Last week we discovered many of the details of how to begin optimizing a website for a search engine based on Google’s Webmaster Guidelines. This week, we are looking at why our searches almost always return the desired results thanks to Google Basics. The three key processes of crawling, indexing, and serving are essential to Google’s success. The crawl process is done by Googlebot, which is described as a “huge set of computers” used to fetch billions of pages on the web. After finding new sites, changes to existing sites, and dead links, Googlebot enters the next important process: indexing.
The indexing process sounds even simpler than the crawl process, but I imagine it isn’t. Not only does Googlebot take visible content into account, but it also searches key content tags and attributes hidden in each site’s HTML. After reading the explanation, I’m left with a few questions I’d like to ask Google. First, how does Googlebot determine whether a word is misspelled or not? There are lots of abbreviations, acronyms, and slang on the web that are definitely searchable. It must be difficult to have Googlebot recognize these as opposed to misspellings. Next, how does the index produce such accurate results when a user enters a long phrase, sentence, or question? I seem to always get accurate results when I enter a lengthy query. However, I picture an index as only containing individual words. Based on this, I would think each word would return different results.
The final key process of serving is based on many factors, but in the simplest terms, it’s based on keyword consistency from the index and PageRank. Thanks to Jessica’s presentation last week, we are now very familiar with backlinks, which are incoming links to a webpage from another page. These are the primary contributors to PageRank. Luckily Google has found ways to deter illegal backlink practices, which I’m sure were cluttering search engines in their early phases. Another step I really appreciate in the serving process is the Did you mean feature, which displays related terms, popular queries, and common misspellings like I mentioned earlier in this post. I find it incredible that Google’s algorithm can determine these factors and return accurate search results in mere milliseconds.
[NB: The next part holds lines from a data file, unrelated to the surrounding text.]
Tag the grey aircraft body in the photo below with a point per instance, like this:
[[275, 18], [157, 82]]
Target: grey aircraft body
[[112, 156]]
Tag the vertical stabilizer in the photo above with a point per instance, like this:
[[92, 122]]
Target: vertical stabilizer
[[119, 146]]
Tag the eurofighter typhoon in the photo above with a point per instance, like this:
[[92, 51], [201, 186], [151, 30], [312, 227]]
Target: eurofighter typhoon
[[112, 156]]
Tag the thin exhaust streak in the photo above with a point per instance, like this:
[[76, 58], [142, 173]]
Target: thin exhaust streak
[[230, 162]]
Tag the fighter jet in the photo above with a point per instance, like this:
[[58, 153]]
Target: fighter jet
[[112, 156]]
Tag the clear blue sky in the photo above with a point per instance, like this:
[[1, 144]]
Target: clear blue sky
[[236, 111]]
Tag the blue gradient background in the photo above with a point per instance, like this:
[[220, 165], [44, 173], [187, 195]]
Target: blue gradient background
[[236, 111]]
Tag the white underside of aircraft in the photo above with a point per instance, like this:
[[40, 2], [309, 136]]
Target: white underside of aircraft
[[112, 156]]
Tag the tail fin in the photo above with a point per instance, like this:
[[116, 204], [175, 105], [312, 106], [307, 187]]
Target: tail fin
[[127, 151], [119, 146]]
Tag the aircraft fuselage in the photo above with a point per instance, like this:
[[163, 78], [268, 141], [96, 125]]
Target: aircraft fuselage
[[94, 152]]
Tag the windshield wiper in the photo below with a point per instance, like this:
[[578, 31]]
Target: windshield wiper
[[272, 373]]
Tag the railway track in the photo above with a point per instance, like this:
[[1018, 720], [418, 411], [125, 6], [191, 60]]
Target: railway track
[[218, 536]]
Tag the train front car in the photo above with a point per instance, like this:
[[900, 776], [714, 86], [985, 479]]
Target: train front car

The processes discussed in this post remind me of a real-life version of the movie The Matrix. I’m not too concerned with machines developing artificial intelligence and taking over the world, but it is amazing how powerful and seemingly smart Googlebot is. I know it’s based on a lot of genius programming, but still, the sum of Googlebot’s parts greatly exceeds any one human brain’s ideas. Hopefully the machines stay friendly and keep making our search engine lives that much easier!
Questions for this week:
Question 1: Of the three processes discussed in this week’s post, which one do you think is the most impressive and why?
Question 2: What are some steps you could take to increase the amount of backlinks to help improve the PageRank of one of your websites?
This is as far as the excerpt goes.